The Unexpected Result of Being Tri-Lingual

A skill that transcends language.


One question I get asked often is, “If you’re Kenyan, how can you speak Arabic?”

The answer’s simple really. My parents moved from Kenya to the Gulf Region in the 80’s, so we grew up there but that’s not the secret.

The secret was The Rule; we (the kids) were not allowed to speak in Swahili (my parents’ mother tongue). My parents were strict about it. The moment we would try to say something in Swahili my mother would say, “Arabic!”

That rule was funny because my parents spoke Swahili among themselves, so we had to pick up Arabic.


From friends, from TV, from the only Arabic lesson we got taught in private schools. But my brothers and I managed well, and my parents learnt the language with us.

The main disadvantage of this is that we don’t have a specific Arabic accent. While my younger brother matches the dialect of whoever he’s speaking to, I tend to mix and match words from Emirati and Palestinian dialects to convey a message.

Now, because of the diversity of countries such as the UAE, being tri-lingual is no big deal, especially when you have that Indian friend who speaks 4 languages.

Image courtesy of Unsplash

The unexpected result of how we learnt the language as kids was that we became more attuned to context and non-verbal communication. In other words, we developed the skill of reading people’s expressions, reading between the words they were saying…simply enough, just reading people.

And that’s lead to deeper connection than knowing three languages ever could, because that skill transcends languages. Now I’m not going to claim I’m a pro at reading people. A lot of times I need to calibrate that skill, i.e. I need to know the person well enough first.

But it was common for one of my friends to have a conversation completely in Urdu, then turn to translate only for me to say, “No need. This is what you were talking about, right?”

Or once we had a meeting with our boss who said something to which my colleague’s face expression changed so subtly. When we left the meeting, I asked her, “What were you thinking when he said so and so?”

And she gave me a response I wouldn’t have gotten had I not noticed the microexpression.
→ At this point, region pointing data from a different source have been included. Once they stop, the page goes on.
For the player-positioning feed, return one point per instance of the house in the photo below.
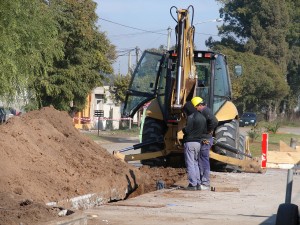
(100, 112)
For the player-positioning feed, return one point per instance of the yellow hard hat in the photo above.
(196, 101)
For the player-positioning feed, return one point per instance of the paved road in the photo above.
(255, 203)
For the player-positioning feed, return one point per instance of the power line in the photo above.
(134, 28)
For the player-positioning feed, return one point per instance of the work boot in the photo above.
(191, 188)
(204, 188)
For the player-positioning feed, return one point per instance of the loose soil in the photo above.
(45, 159)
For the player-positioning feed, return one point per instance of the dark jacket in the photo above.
(211, 120)
(195, 126)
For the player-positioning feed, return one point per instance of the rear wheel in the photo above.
(153, 130)
(227, 133)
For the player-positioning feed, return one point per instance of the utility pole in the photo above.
(169, 38)
(137, 55)
(129, 62)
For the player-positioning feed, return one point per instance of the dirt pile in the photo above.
(45, 159)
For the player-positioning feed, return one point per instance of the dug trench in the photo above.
(49, 169)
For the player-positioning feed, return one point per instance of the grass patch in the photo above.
(255, 146)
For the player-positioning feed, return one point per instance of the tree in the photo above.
(28, 46)
(119, 88)
(88, 55)
(261, 26)
(267, 28)
(261, 87)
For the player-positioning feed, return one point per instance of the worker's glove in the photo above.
(206, 142)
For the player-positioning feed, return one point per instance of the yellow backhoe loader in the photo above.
(171, 79)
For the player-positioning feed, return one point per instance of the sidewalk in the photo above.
(255, 202)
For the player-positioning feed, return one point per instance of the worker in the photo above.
(193, 131)
(206, 141)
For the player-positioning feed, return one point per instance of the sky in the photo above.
(129, 24)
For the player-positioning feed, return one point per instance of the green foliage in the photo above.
(261, 85)
(267, 28)
(87, 56)
(51, 52)
(28, 44)
(119, 88)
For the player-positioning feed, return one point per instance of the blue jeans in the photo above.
(204, 165)
(191, 156)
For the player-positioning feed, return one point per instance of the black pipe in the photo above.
(230, 148)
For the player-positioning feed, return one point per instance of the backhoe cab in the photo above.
(171, 79)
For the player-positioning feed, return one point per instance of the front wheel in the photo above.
(227, 133)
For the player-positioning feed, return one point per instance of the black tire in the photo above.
(287, 214)
(153, 129)
(227, 133)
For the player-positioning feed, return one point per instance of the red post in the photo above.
(264, 150)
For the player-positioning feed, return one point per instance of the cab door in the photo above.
(143, 84)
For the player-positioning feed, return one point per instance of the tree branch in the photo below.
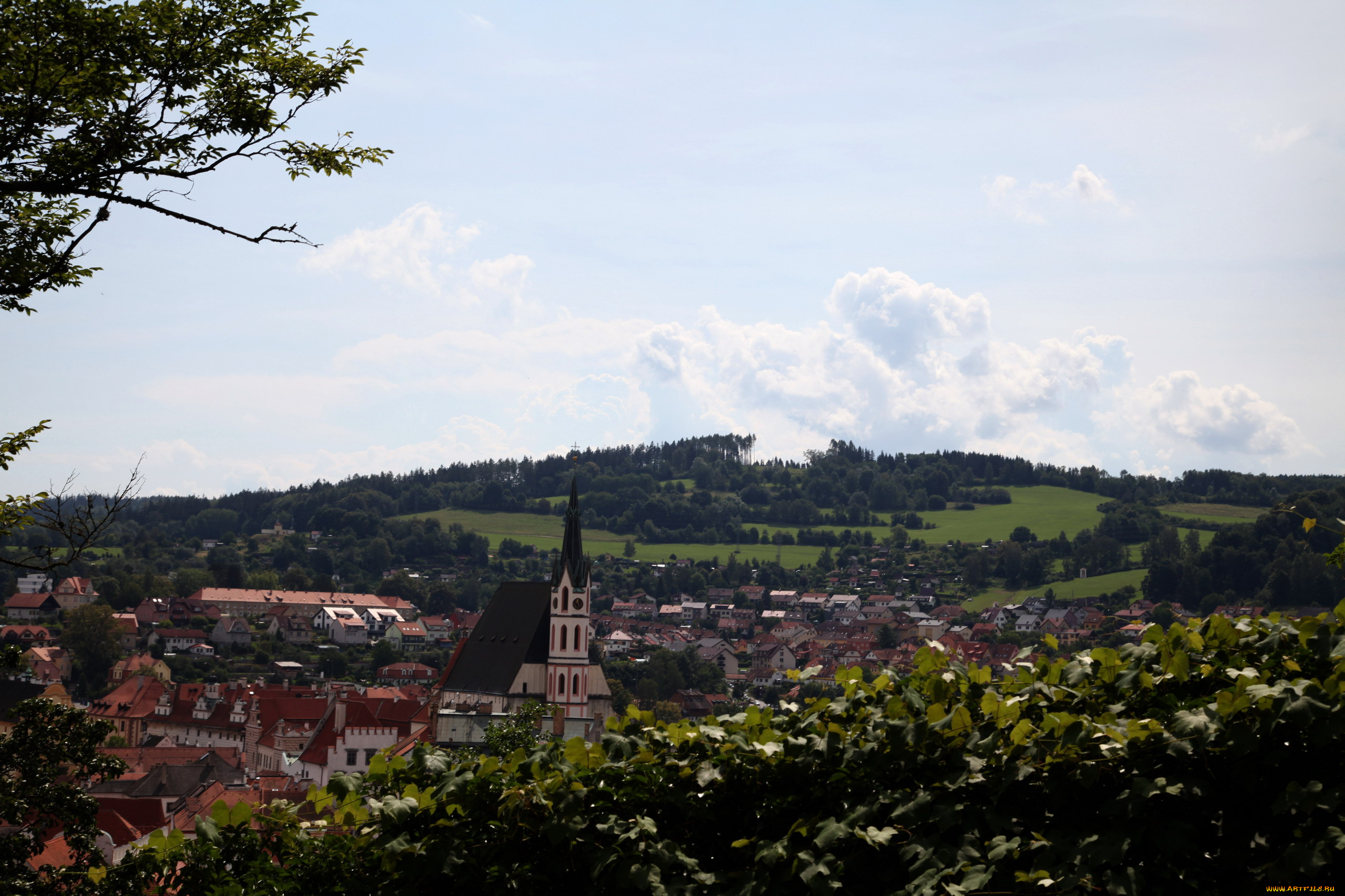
(142, 204)
(78, 524)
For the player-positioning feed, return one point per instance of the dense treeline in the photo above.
(693, 490)
(1273, 561)
(704, 492)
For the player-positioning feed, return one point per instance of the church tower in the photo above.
(572, 579)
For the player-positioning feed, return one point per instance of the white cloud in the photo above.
(1083, 186)
(895, 363)
(408, 252)
(1215, 419)
(1281, 139)
(900, 317)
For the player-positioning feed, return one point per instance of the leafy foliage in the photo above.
(96, 97)
(46, 762)
(1200, 760)
(517, 732)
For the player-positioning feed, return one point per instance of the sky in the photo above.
(1082, 233)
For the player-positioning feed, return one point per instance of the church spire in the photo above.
(572, 548)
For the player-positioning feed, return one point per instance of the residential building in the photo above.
(139, 665)
(719, 652)
(693, 610)
(345, 742)
(378, 619)
(248, 602)
(753, 593)
(128, 630)
(407, 674)
(177, 640)
(32, 606)
(292, 624)
(25, 635)
(408, 637)
(75, 592)
(618, 643)
(233, 631)
(49, 664)
(151, 612)
(774, 655)
(34, 583)
(436, 627)
(693, 703)
(131, 707)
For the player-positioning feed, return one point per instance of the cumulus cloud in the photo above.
(411, 251)
(902, 318)
(1216, 419)
(1026, 202)
(892, 362)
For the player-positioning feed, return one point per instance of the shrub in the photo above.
(1199, 760)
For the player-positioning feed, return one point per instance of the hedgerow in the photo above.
(1200, 760)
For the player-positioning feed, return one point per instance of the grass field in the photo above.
(1064, 590)
(545, 533)
(1214, 513)
(1044, 509)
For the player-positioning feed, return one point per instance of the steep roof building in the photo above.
(532, 643)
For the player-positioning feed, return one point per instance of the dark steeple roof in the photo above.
(572, 549)
(512, 631)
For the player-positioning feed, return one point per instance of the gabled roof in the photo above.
(510, 633)
(41, 600)
(13, 692)
(357, 716)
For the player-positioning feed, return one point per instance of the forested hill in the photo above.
(842, 483)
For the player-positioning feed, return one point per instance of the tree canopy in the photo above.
(1199, 760)
(111, 106)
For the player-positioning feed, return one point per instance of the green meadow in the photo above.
(1090, 587)
(1046, 510)
(545, 533)
(1214, 513)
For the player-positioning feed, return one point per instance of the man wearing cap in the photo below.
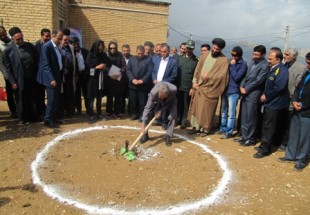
(165, 69)
(11, 97)
(237, 70)
(21, 67)
(186, 68)
(209, 82)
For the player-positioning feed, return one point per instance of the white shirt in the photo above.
(162, 69)
(80, 60)
(58, 55)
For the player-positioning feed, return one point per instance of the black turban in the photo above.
(14, 30)
(219, 42)
(238, 51)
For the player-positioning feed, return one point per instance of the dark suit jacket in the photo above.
(171, 71)
(48, 66)
(164, 104)
(14, 67)
(254, 81)
(140, 69)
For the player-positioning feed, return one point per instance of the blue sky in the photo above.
(255, 21)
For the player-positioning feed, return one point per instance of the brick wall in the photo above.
(127, 21)
(131, 22)
(31, 16)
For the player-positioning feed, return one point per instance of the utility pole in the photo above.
(287, 35)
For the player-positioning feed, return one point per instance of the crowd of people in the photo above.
(179, 89)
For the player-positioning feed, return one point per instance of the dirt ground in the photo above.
(88, 168)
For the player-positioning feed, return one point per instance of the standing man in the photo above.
(149, 48)
(81, 75)
(45, 37)
(296, 71)
(237, 71)
(186, 69)
(182, 52)
(21, 67)
(275, 101)
(209, 82)
(204, 48)
(164, 95)
(126, 55)
(139, 72)
(165, 69)
(5, 41)
(298, 147)
(251, 89)
(50, 74)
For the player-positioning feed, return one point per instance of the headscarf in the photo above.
(95, 57)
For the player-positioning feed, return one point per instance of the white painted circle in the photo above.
(98, 209)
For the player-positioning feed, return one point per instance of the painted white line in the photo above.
(55, 192)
This skill was perfectly utilized growing up with a very secretive brother who didn’t like to talk about anything. My mother used to always pick me as the person who ‘understood’ him. “He tells you everything,” she used to believe. It took him leaving the country for me to realize that the only reason I used to understand him was not because he told me anything, but because I read him too well.

This made me realize that sometimes in life, it’s good for you to not have things figured out from the start…that you learn more from the process of seeking knowledge than actually attaining it.
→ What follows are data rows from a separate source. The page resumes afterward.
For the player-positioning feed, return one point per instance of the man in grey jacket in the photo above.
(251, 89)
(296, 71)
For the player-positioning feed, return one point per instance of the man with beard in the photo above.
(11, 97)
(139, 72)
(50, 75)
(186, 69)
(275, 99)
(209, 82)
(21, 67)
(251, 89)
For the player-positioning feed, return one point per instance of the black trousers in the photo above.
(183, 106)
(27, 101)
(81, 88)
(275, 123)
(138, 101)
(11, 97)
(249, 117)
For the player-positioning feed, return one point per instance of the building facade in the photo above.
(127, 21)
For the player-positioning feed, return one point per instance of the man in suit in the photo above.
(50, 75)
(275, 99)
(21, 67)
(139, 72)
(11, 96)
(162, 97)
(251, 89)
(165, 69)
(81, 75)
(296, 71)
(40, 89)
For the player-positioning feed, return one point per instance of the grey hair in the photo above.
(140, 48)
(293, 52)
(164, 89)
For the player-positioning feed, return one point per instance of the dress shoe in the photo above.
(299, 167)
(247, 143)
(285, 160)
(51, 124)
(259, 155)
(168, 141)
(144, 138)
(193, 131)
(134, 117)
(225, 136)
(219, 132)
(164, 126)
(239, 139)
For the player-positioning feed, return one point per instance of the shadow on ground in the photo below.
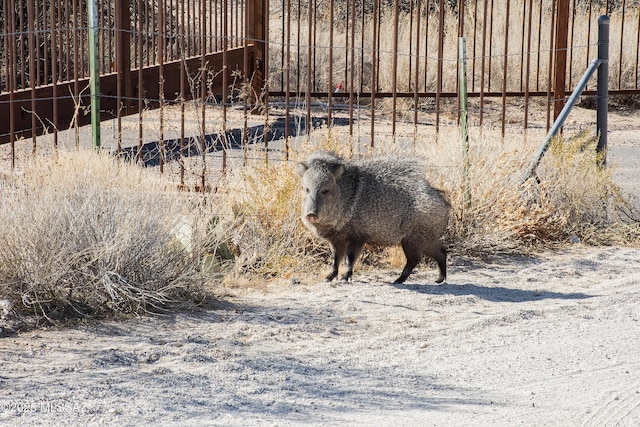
(151, 153)
(490, 293)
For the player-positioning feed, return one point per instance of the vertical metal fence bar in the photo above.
(285, 30)
(330, 76)
(374, 68)
(416, 83)
(602, 97)
(346, 39)
(560, 56)
(181, 41)
(54, 72)
(440, 60)
(76, 74)
(161, 57)
(635, 85)
(483, 59)
(38, 59)
(141, 42)
(315, 43)
(394, 77)
(11, 75)
(552, 32)
(475, 38)
(586, 62)
(352, 73)
(621, 46)
(309, 64)
(33, 77)
(489, 66)
(571, 41)
(362, 31)
(378, 44)
(21, 47)
(246, 80)
(95, 72)
(539, 45)
(426, 44)
(225, 81)
(523, 24)
(287, 96)
(528, 67)
(119, 11)
(203, 96)
(505, 67)
(298, 46)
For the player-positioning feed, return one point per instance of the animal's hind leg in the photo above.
(353, 251)
(413, 255)
(338, 253)
(439, 254)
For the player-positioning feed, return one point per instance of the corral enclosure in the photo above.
(185, 77)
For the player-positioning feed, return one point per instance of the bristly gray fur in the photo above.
(382, 201)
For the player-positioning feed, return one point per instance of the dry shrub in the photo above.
(83, 234)
(584, 192)
(260, 212)
(571, 198)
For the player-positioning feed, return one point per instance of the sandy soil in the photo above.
(547, 340)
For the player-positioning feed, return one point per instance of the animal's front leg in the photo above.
(353, 251)
(338, 253)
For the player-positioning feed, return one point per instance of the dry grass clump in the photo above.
(571, 199)
(259, 210)
(85, 235)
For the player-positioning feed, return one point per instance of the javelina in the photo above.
(380, 201)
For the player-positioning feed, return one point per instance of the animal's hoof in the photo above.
(330, 277)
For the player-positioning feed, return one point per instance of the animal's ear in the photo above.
(301, 168)
(338, 170)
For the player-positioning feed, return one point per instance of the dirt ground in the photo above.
(547, 340)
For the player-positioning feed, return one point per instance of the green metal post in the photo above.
(94, 79)
(464, 126)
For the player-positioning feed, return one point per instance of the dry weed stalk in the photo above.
(85, 235)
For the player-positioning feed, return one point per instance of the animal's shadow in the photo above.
(151, 153)
(489, 293)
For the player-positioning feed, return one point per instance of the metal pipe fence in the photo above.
(219, 75)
I have to admit, as a kid I found The Rule annoying, especially since we spent 2 months every year in Kenya, and our Swahili was as broken as a glass vase that had plummeted to its demise from a 1 km height. We were made fun of a lot, even though Swahili was supposed to be our mother tongue — technically, it was just our mother ear because we heard it and understood it but were not allowed to speak it.

But now as I get asked more and more by frustrated Arab parents whose kids don’t speak Arabic because of their private-schooling, I really appreciate the gift my parents had given me in setting up The Rule.